I think there are a lot of questions that we are interested in addressing, some being: What are the value opportunities related to managing sports injuries? Who are the players involved? Who are the people that are most impacted by the decisions that we’re making with regard to how we are distributing care to our patients? What are the right payment models? It’s clear that payment models are evolving. We want to ensure that we can allow as many patients as possible to access our ecosystem, but there are a lot of challenges and barriers to that.
Because data is critical, one of the things we’re working on at HSS is a new center called CAMP, the Center for Analytics Modeling and Performance. CAMP will allow us to consolidate all of the data that we have with regard to outcomes, quality, and efficiencies—and put them in one comprehensive center where we can look at it very carefully and leverage things like predictive analytics, and maybe even block-chain analysis, to help us identify and act on value opportunities.

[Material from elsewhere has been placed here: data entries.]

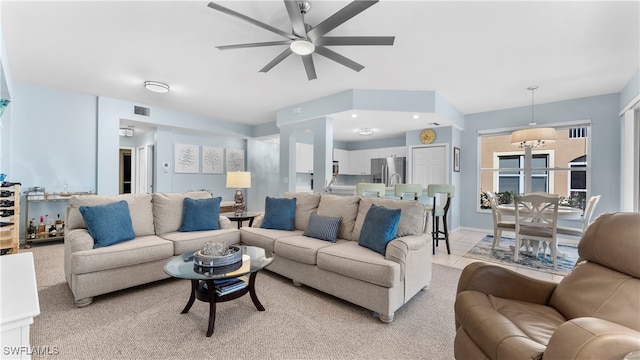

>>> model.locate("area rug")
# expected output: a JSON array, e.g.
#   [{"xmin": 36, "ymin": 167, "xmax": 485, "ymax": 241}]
[{"xmin": 464, "ymin": 235, "xmax": 578, "ymax": 275}]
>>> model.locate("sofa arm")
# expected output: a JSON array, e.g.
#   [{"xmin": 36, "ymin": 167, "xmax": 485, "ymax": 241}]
[
  {"xmin": 544, "ymin": 317, "xmax": 640, "ymax": 360},
  {"xmin": 385, "ymin": 235, "xmax": 427, "ymax": 263},
  {"xmin": 456, "ymin": 262, "xmax": 557, "ymax": 305},
  {"xmin": 218, "ymin": 216, "xmax": 235, "ymax": 229},
  {"xmin": 64, "ymin": 229, "xmax": 94, "ymax": 254}
]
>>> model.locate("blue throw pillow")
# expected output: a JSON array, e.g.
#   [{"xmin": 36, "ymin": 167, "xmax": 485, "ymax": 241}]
[
  {"xmin": 80, "ymin": 200, "xmax": 136, "ymax": 249},
  {"xmin": 260, "ymin": 196, "xmax": 296, "ymax": 230},
  {"xmin": 304, "ymin": 214, "xmax": 342, "ymax": 242},
  {"xmin": 358, "ymin": 204, "xmax": 400, "ymax": 255},
  {"xmin": 180, "ymin": 197, "xmax": 222, "ymax": 232}
]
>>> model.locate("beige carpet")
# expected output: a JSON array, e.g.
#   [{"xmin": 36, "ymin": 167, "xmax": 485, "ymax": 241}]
[{"xmin": 26, "ymin": 243, "xmax": 460, "ymax": 359}]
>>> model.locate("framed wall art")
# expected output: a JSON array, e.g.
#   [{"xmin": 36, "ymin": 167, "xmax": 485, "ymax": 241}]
[
  {"xmin": 202, "ymin": 146, "xmax": 224, "ymax": 174},
  {"xmin": 173, "ymin": 144, "xmax": 200, "ymax": 174}
]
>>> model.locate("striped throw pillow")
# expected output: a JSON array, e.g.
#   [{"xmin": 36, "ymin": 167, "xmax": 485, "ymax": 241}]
[{"xmin": 304, "ymin": 214, "xmax": 342, "ymax": 242}]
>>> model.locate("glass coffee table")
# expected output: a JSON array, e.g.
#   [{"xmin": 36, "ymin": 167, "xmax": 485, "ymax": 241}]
[{"xmin": 164, "ymin": 246, "xmax": 273, "ymax": 337}]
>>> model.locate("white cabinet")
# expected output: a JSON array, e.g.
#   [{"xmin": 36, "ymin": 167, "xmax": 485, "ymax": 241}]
[
  {"xmin": 296, "ymin": 143, "xmax": 313, "ymax": 173},
  {"xmin": 333, "ymin": 149, "xmax": 349, "ymax": 174},
  {"xmin": 346, "ymin": 149, "xmax": 378, "ymax": 175},
  {"xmin": 378, "ymin": 146, "xmax": 407, "ymax": 158}
]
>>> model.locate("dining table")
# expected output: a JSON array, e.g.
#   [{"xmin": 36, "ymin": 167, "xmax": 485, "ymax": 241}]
[{"xmin": 498, "ymin": 204, "xmax": 583, "ymax": 220}]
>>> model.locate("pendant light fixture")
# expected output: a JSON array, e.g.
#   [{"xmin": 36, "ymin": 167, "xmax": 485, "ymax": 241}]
[{"xmin": 511, "ymin": 86, "xmax": 556, "ymax": 148}]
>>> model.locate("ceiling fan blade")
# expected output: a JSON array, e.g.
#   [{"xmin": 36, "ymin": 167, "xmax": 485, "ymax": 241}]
[
  {"xmin": 302, "ymin": 54, "xmax": 317, "ymax": 80},
  {"xmin": 284, "ymin": 0, "xmax": 307, "ymax": 38},
  {"xmin": 307, "ymin": 0, "xmax": 378, "ymax": 41},
  {"xmin": 315, "ymin": 46, "xmax": 364, "ymax": 71},
  {"xmin": 314, "ymin": 36, "xmax": 396, "ymax": 46},
  {"xmin": 260, "ymin": 48, "xmax": 293, "ymax": 72},
  {"xmin": 216, "ymin": 40, "xmax": 291, "ymax": 50},
  {"xmin": 207, "ymin": 2, "xmax": 296, "ymax": 40}
]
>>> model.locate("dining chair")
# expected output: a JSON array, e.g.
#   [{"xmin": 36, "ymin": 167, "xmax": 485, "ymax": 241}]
[
  {"xmin": 558, "ymin": 195, "xmax": 600, "ymax": 237},
  {"xmin": 513, "ymin": 194, "xmax": 560, "ymax": 269},
  {"xmin": 486, "ymin": 191, "xmax": 516, "ymax": 249},
  {"xmin": 425, "ymin": 184, "xmax": 456, "ymax": 255},
  {"xmin": 356, "ymin": 183, "xmax": 385, "ymax": 197},
  {"xmin": 393, "ymin": 184, "xmax": 422, "ymax": 200}
]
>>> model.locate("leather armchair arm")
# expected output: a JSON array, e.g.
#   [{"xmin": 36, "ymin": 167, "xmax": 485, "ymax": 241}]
[
  {"xmin": 544, "ymin": 317, "xmax": 640, "ymax": 360},
  {"xmin": 457, "ymin": 262, "xmax": 557, "ymax": 305}
]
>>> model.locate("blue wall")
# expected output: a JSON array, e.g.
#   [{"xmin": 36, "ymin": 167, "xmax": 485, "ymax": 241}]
[{"xmin": 459, "ymin": 94, "xmax": 621, "ymax": 229}]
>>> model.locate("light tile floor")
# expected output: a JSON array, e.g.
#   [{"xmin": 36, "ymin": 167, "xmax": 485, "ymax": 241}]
[{"xmin": 431, "ymin": 230, "xmax": 575, "ymax": 282}]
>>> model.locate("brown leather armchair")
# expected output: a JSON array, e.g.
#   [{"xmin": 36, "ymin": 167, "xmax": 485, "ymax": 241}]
[{"xmin": 454, "ymin": 213, "xmax": 640, "ymax": 360}]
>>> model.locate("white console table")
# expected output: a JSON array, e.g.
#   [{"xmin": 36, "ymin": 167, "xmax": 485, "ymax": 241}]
[{"xmin": 0, "ymin": 252, "xmax": 40, "ymax": 359}]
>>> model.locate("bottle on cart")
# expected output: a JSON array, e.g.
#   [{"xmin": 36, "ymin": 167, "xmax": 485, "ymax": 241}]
[{"xmin": 27, "ymin": 218, "xmax": 38, "ymax": 239}]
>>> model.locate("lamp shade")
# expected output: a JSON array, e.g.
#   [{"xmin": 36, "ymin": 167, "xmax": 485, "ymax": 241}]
[
  {"xmin": 511, "ymin": 128, "xmax": 556, "ymax": 147},
  {"xmin": 227, "ymin": 171, "xmax": 251, "ymax": 189}
]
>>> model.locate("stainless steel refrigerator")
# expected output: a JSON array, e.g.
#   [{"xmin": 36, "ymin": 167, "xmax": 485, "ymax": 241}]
[{"xmin": 371, "ymin": 157, "xmax": 407, "ymax": 186}]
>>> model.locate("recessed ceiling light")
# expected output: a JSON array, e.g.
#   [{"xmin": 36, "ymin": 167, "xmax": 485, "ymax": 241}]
[{"xmin": 144, "ymin": 81, "xmax": 169, "ymax": 93}]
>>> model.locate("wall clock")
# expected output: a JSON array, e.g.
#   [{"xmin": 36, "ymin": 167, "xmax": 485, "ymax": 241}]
[{"xmin": 420, "ymin": 129, "xmax": 436, "ymax": 144}]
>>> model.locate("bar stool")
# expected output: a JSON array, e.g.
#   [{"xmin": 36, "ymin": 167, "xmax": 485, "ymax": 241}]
[
  {"xmin": 426, "ymin": 184, "xmax": 456, "ymax": 255},
  {"xmin": 393, "ymin": 184, "xmax": 422, "ymax": 200}
]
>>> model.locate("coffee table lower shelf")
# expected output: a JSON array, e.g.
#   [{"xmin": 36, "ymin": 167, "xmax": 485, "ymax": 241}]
[{"xmin": 181, "ymin": 272, "xmax": 265, "ymax": 337}]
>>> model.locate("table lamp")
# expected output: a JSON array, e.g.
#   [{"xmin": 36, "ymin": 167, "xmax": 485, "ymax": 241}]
[{"xmin": 227, "ymin": 171, "xmax": 251, "ymax": 215}]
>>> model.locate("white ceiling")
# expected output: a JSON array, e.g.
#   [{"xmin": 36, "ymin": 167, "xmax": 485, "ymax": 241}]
[{"xmin": 0, "ymin": 0, "xmax": 640, "ymax": 141}]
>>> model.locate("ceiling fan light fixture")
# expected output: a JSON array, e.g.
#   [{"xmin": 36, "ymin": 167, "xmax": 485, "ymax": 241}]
[
  {"xmin": 289, "ymin": 39, "xmax": 316, "ymax": 55},
  {"xmin": 144, "ymin": 81, "xmax": 169, "ymax": 94}
]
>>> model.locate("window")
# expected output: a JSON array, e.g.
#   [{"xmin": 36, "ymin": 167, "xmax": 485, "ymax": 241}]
[
  {"xmin": 496, "ymin": 153, "xmax": 549, "ymax": 194},
  {"xmin": 478, "ymin": 123, "xmax": 589, "ymax": 208}
]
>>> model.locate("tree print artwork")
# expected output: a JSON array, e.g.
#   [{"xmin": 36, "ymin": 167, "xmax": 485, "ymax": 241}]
[{"xmin": 202, "ymin": 146, "xmax": 224, "ymax": 174}]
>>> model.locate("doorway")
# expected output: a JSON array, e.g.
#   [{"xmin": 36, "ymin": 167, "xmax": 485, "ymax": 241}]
[{"xmin": 118, "ymin": 147, "xmax": 134, "ymax": 194}]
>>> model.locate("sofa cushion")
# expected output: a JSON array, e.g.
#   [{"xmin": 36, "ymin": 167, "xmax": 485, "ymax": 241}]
[
  {"xmin": 65, "ymin": 194, "xmax": 155, "ymax": 236},
  {"xmin": 304, "ymin": 214, "xmax": 342, "ymax": 242},
  {"xmin": 240, "ymin": 226, "xmax": 302, "ymax": 253},
  {"xmin": 284, "ymin": 192, "xmax": 321, "ymax": 230},
  {"xmin": 358, "ymin": 205, "xmax": 401, "ymax": 255},
  {"xmin": 317, "ymin": 195, "xmax": 360, "ymax": 240},
  {"xmin": 153, "ymin": 191, "xmax": 211, "ymax": 235},
  {"xmin": 80, "ymin": 200, "xmax": 136, "ymax": 249},
  {"xmin": 316, "ymin": 240, "xmax": 402, "ymax": 288},
  {"xmin": 180, "ymin": 197, "xmax": 222, "ymax": 232},
  {"xmin": 70, "ymin": 235, "xmax": 173, "ymax": 276},
  {"xmin": 353, "ymin": 197, "xmax": 427, "ymax": 240},
  {"xmin": 160, "ymin": 227, "xmax": 240, "ymax": 255},
  {"xmin": 455, "ymin": 291, "xmax": 567, "ymax": 359},
  {"xmin": 260, "ymin": 196, "xmax": 296, "ymax": 230},
  {"xmin": 274, "ymin": 236, "xmax": 340, "ymax": 265}
]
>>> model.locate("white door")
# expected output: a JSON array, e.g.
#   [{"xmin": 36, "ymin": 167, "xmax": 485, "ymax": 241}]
[
  {"xmin": 411, "ymin": 145, "xmax": 449, "ymax": 188},
  {"xmin": 136, "ymin": 146, "xmax": 148, "ymax": 194}
]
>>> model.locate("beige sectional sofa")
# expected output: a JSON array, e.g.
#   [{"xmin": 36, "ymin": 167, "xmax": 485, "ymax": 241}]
[
  {"xmin": 240, "ymin": 193, "xmax": 432, "ymax": 322},
  {"xmin": 64, "ymin": 192, "xmax": 432, "ymax": 322},
  {"xmin": 64, "ymin": 191, "xmax": 240, "ymax": 307}
]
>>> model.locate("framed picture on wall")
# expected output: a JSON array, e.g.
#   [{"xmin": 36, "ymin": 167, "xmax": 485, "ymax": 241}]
[{"xmin": 173, "ymin": 144, "xmax": 200, "ymax": 174}]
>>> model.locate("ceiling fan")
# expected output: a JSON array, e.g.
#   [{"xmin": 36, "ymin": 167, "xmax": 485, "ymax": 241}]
[{"xmin": 208, "ymin": 0, "xmax": 395, "ymax": 80}]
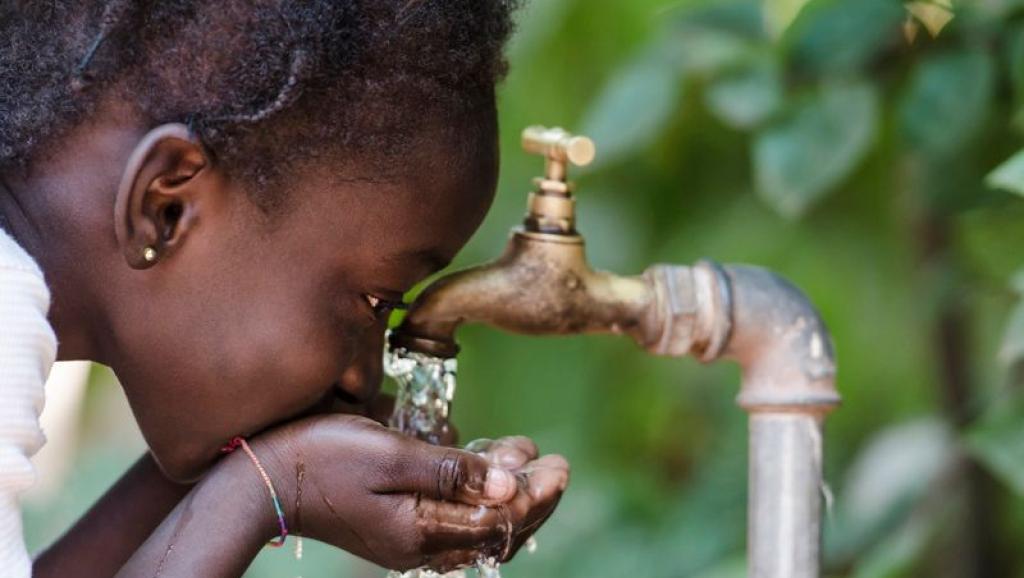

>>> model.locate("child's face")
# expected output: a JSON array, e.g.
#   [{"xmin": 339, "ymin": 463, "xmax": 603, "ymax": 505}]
[{"xmin": 115, "ymin": 119, "xmax": 498, "ymax": 480}]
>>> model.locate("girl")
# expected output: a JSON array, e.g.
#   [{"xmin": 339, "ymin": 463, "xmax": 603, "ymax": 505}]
[{"xmin": 0, "ymin": 0, "xmax": 567, "ymax": 577}]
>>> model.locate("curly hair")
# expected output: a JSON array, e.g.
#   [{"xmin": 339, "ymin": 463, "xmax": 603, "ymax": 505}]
[{"xmin": 0, "ymin": 0, "xmax": 517, "ymax": 205}]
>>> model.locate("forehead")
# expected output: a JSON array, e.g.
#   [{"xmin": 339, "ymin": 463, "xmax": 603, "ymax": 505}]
[{"xmin": 268, "ymin": 114, "xmax": 498, "ymax": 275}]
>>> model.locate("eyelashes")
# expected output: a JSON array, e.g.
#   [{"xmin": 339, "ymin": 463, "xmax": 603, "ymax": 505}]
[{"xmin": 362, "ymin": 293, "xmax": 409, "ymax": 317}]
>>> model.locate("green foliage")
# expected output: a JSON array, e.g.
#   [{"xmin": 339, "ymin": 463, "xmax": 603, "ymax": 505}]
[
  {"xmin": 899, "ymin": 50, "xmax": 994, "ymax": 157},
  {"xmin": 985, "ymin": 151, "xmax": 1024, "ymax": 196},
  {"xmin": 754, "ymin": 78, "xmax": 878, "ymax": 217}
]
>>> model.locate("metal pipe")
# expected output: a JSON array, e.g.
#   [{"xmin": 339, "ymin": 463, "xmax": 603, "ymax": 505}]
[
  {"xmin": 390, "ymin": 127, "xmax": 840, "ymax": 578},
  {"xmin": 647, "ymin": 262, "xmax": 840, "ymax": 578}
]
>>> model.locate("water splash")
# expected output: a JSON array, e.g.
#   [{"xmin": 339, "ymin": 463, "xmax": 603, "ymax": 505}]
[
  {"xmin": 384, "ymin": 336, "xmax": 520, "ymax": 578},
  {"xmin": 384, "ymin": 347, "xmax": 458, "ymax": 445}
]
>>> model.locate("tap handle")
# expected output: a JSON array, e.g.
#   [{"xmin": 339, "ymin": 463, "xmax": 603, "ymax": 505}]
[{"xmin": 522, "ymin": 126, "xmax": 596, "ymax": 167}]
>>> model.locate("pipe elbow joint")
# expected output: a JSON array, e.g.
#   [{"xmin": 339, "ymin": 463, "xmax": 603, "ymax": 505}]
[
  {"xmin": 641, "ymin": 261, "xmax": 840, "ymax": 413},
  {"xmin": 723, "ymin": 265, "xmax": 840, "ymax": 413}
]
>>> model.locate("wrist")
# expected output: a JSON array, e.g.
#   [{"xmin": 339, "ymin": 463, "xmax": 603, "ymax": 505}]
[{"xmin": 202, "ymin": 448, "xmax": 292, "ymax": 546}]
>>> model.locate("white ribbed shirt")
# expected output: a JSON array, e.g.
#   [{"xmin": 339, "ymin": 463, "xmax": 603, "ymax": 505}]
[{"xmin": 0, "ymin": 230, "xmax": 57, "ymax": 578}]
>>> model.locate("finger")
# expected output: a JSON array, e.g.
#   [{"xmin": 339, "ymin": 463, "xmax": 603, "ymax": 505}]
[
  {"xmin": 498, "ymin": 455, "xmax": 569, "ymax": 562},
  {"xmin": 516, "ymin": 454, "xmax": 569, "ymax": 498},
  {"xmin": 416, "ymin": 499, "xmax": 514, "ymax": 554},
  {"xmin": 423, "ymin": 550, "xmax": 480, "ymax": 574},
  {"xmin": 378, "ymin": 440, "xmax": 517, "ymax": 504},
  {"xmin": 483, "ymin": 436, "xmax": 537, "ymax": 469}
]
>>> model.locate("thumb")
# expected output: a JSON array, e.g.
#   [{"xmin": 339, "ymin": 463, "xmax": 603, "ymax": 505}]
[{"xmin": 384, "ymin": 439, "xmax": 518, "ymax": 505}]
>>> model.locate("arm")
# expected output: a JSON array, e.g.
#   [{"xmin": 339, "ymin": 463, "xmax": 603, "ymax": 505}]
[
  {"xmin": 33, "ymin": 454, "xmax": 191, "ymax": 578},
  {"xmin": 118, "ymin": 416, "xmax": 568, "ymax": 578},
  {"xmin": 115, "ymin": 452, "xmax": 276, "ymax": 578}
]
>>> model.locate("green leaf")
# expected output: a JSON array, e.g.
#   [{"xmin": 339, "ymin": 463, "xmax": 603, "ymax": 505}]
[
  {"xmin": 825, "ymin": 418, "xmax": 956, "ymax": 565},
  {"xmin": 899, "ymin": 50, "xmax": 994, "ymax": 157},
  {"xmin": 782, "ymin": 0, "xmax": 904, "ymax": 75},
  {"xmin": 764, "ymin": 0, "xmax": 808, "ymax": 38},
  {"xmin": 965, "ymin": 393, "xmax": 1024, "ymax": 495},
  {"xmin": 904, "ymin": 0, "xmax": 953, "ymax": 38},
  {"xmin": 705, "ymin": 58, "xmax": 782, "ymax": 129},
  {"xmin": 985, "ymin": 151, "xmax": 1024, "ymax": 197},
  {"xmin": 582, "ymin": 46, "xmax": 682, "ymax": 166},
  {"xmin": 999, "ymin": 295, "xmax": 1024, "ymax": 367},
  {"xmin": 665, "ymin": 0, "xmax": 765, "ymax": 76},
  {"xmin": 754, "ymin": 83, "xmax": 878, "ymax": 217}
]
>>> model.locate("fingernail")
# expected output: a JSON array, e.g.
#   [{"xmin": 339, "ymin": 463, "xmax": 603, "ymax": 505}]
[{"xmin": 483, "ymin": 467, "xmax": 515, "ymax": 500}]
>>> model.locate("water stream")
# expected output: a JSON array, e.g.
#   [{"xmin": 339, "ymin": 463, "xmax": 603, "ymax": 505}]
[{"xmin": 384, "ymin": 334, "xmax": 509, "ymax": 578}]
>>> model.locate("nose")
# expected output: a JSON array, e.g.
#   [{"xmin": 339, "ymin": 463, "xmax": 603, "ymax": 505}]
[{"xmin": 338, "ymin": 331, "xmax": 384, "ymax": 404}]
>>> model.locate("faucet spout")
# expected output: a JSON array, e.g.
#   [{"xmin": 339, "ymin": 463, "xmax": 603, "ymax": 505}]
[{"xmin": 391, "ymin": 230, "xmax": 653, "ymax": 357}]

This was a quick overview of how we at HSS are thinking about the value proposition of orthopedics in the musculoskeletal health care industry. It’s an exciting field to be in right now and we have certainly learned a lot from COVID-19. We have a lot more to learn but our strategic priorities going forward are to continue to deliver the highest quality care and create a system that allows us to identify what value really is. Ultimately, we want to ensure that we are taking care of more patients and more places with better outcomes.